Perché la Germania agisce così? Per egoismo? Diffidate delle risposte basate su categorie psicologiche. In realtà la Germania sa che nel “Mondo Nuovo” che ci attende
(quello vero, non quello che ci raccontano le favole di Ferrara, Draghi, ecc.) non c’è poso per i deboli. O meglio, ai deboli, come l’Italia, spetta solo un ruolo
nel girone infernale delle economie subalterne. E le riforme” che il governo tecnico e quelli precedenti hanno fatto e faranno sono funzionali a ricollocare
l’Italia nel nuovo ordine internazionale. D’altra parte quale altra fine può attenderci se a distanza di sessanta anni dal boom economico che ha segnato
l’ingresso del nostro paese nelle economie industriali, il nostro vantaggio competitivo continua ad essere il lavoro a basso costo, mentre oggi nel mondo
l’offerta di lavoro a “buon mercato” è esorbitante? Le riforme della Fornero non sono altro che il modo attraverso il quale l’Italia si adatta a diventare un’area
low cost, sia per il lavoro che per i consumi.
Tranne i migliori asset nazionali, che verranno acquistati da capitale straniero, il resto del sistema produttivo si collocherà in una funzione di fornitura
di prodotti semilavorati a basso valore aggiunto e di infima qualità tecnologica. Ecco perché i cervelli che formiamo a carico dell’erario pubblico “non servono”

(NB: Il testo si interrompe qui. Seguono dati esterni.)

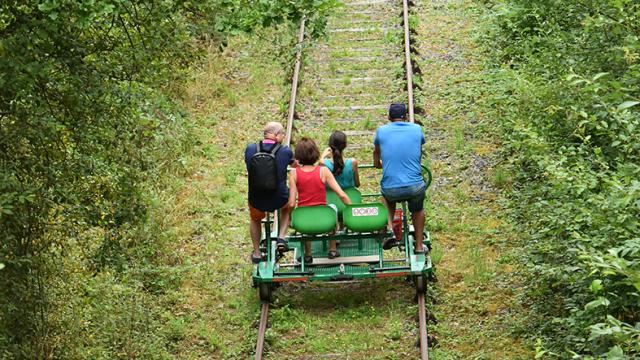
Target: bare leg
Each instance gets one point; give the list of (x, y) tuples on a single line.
[(307, 248), (418, 219), (285, 219), (332, 245), (255, 228), (391, 207)]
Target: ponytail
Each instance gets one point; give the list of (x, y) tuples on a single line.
[(338, 162), (337, 143)]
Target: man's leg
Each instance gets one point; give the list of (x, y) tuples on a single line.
[(285, 219), (255, 228), (391, 207), (416, 206), (418, 219)]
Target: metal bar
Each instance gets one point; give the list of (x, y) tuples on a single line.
[(407, 57), (294, 83), (422, 315), (264, 315), (390, 268)]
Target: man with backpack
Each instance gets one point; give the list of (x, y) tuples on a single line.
[(267, 163)]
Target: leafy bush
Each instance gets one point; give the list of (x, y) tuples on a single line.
[(570, 115)]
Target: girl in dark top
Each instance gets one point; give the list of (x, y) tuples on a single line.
[(307, 185), (344, 170)]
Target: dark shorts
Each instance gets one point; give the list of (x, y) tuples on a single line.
[(413, 194)]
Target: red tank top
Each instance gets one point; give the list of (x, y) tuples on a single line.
[(311, 190)]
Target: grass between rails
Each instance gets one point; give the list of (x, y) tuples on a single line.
[(214, 313), (231, 96), (478, 310)]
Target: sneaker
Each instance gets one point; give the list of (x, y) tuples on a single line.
[(389, 243), (282, 245), (255, 259)]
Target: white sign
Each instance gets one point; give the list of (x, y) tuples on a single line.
[(367, 211)]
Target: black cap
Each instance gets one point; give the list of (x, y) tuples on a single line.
[(397, 111)]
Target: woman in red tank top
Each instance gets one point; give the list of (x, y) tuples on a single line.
[(307, 185)]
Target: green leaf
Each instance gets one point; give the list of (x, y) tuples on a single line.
[(627, 104), (596, 286), (599, 75), (601, 301), (615, 352)]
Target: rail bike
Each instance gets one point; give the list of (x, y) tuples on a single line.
[(362, 230)]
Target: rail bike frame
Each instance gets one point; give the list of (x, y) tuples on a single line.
[(362, 257)]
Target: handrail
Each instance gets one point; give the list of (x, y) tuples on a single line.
[(407, 57), (294, 83)]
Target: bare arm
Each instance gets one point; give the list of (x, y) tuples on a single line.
[(333, 184), (293, 190), (356, 174), (376, 158), (325, 154)]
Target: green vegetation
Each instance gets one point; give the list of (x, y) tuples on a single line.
[(123, 202), (92, 135), (566, 95)]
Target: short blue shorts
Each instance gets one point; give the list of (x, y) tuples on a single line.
[(413, 194)]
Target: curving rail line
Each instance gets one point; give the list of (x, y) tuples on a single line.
[(422, 317)]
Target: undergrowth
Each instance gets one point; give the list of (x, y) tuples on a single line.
[(565, 95)]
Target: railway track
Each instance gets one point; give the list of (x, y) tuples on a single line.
[(352, 79)]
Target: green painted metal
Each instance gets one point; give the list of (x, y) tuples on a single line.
[(354, 195), (313, 220), (317, 224), (365, 217)]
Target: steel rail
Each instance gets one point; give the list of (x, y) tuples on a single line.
[(264, 315), (407, 58), (422, 318), (422, 312), (294, 83)]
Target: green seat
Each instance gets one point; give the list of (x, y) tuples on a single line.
[(313, 220), (365, 217), (354, 195)]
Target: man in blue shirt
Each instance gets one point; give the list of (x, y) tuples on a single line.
[(398, 151), (261, 202)]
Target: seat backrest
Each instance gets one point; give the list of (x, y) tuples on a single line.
[(365, 217), (313, 220), (354, 195)]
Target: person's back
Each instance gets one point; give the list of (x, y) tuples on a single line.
[(307, 186), (266, 197), (270, 200), (311, 188), (400, 147), (344, 170)]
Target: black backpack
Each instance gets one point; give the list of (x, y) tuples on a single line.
[(263, 169)]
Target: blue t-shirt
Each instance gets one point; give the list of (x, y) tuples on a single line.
[(346, 178), (400, 151), (272, 200)]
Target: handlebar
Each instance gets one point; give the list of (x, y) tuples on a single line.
[(426, 173)]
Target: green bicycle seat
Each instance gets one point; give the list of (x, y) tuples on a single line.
[(365, 217), (354, 195), (313, 220)]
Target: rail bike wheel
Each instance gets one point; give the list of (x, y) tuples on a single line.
[(265, 290), (421, 284)]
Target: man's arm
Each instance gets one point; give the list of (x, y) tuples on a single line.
[(376, 158)]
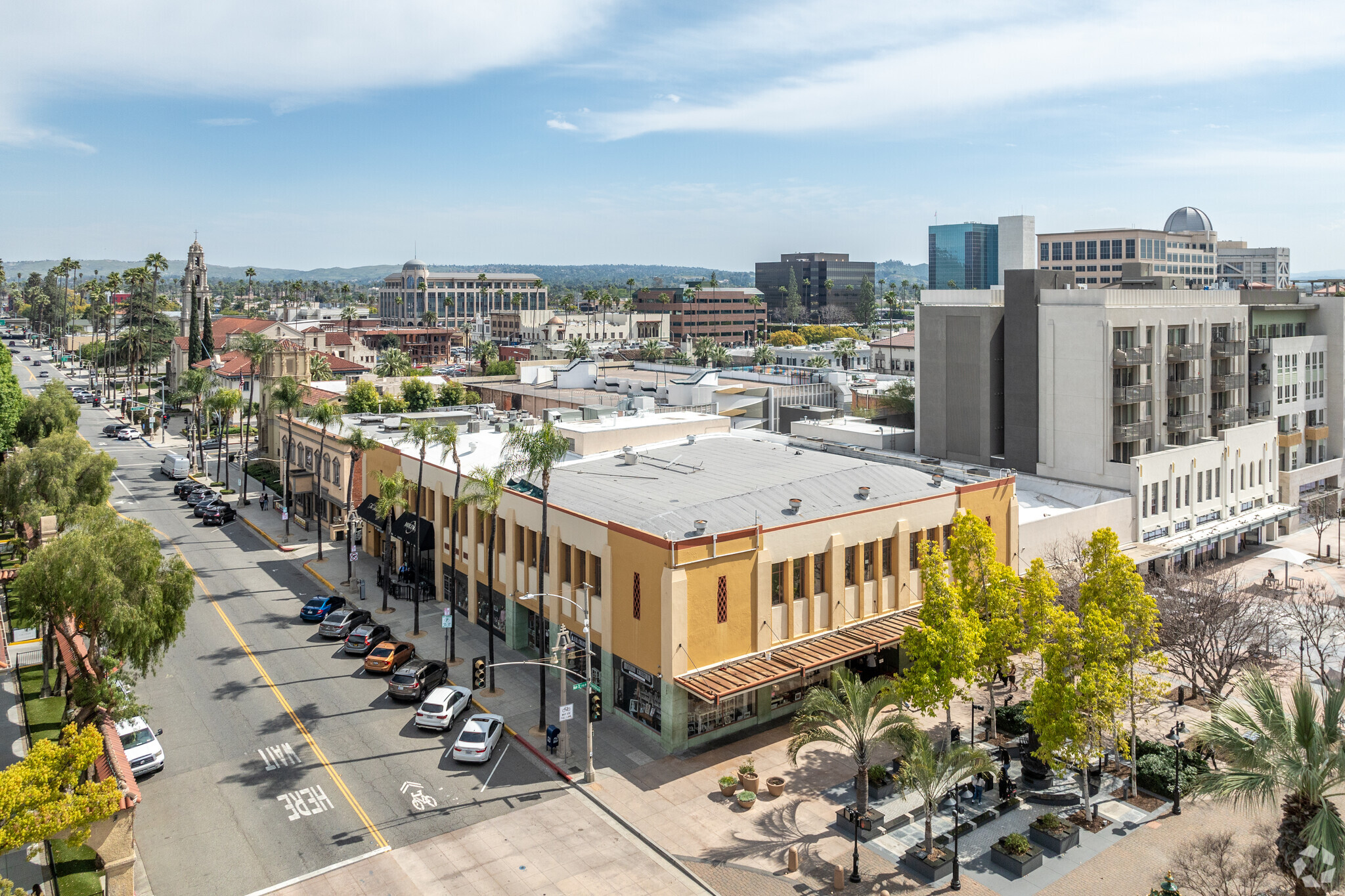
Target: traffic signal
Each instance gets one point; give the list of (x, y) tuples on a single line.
[(478, 673)]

e li trattiamo così male, inducendoli ad andarsene dall’Italia.
3. I fenomeni sopra descritti non vanno visti però come se fossero separati: la ridistribuzione della ricchezza a vantaggio delle classi dominanti all’interno dei singoli paesi, si congiunge coerentemente con la ridefinizione delle gerarchie internazionali. Per spiegare questo fenomeno non riuscirei a trovare parole più adatte di quelle che usa Alfredo Reichlin sull’Unità di giovedì 19 aprile. Gli lascio quindi volentieri la parola: “il fenomeno a cui stiamo assistendo è l’aumento, nei paesi ricchi, di una grande povertà e, nei paesi poveri, di un forte sviluppo insieme a una miseria assoluta. Il tutto con crescenti disparità nel campo della conoscenza. Sembra di assistere all’avvento non di una nuova democrazia, ma di un’aristocrazia planetaria del sapere, del potere, della ricchezza, a fronte di una massa di semplici consumatori, e più in basso ancora, di esclusi sia dal potere che dai consumi. I nuovi schiavi.”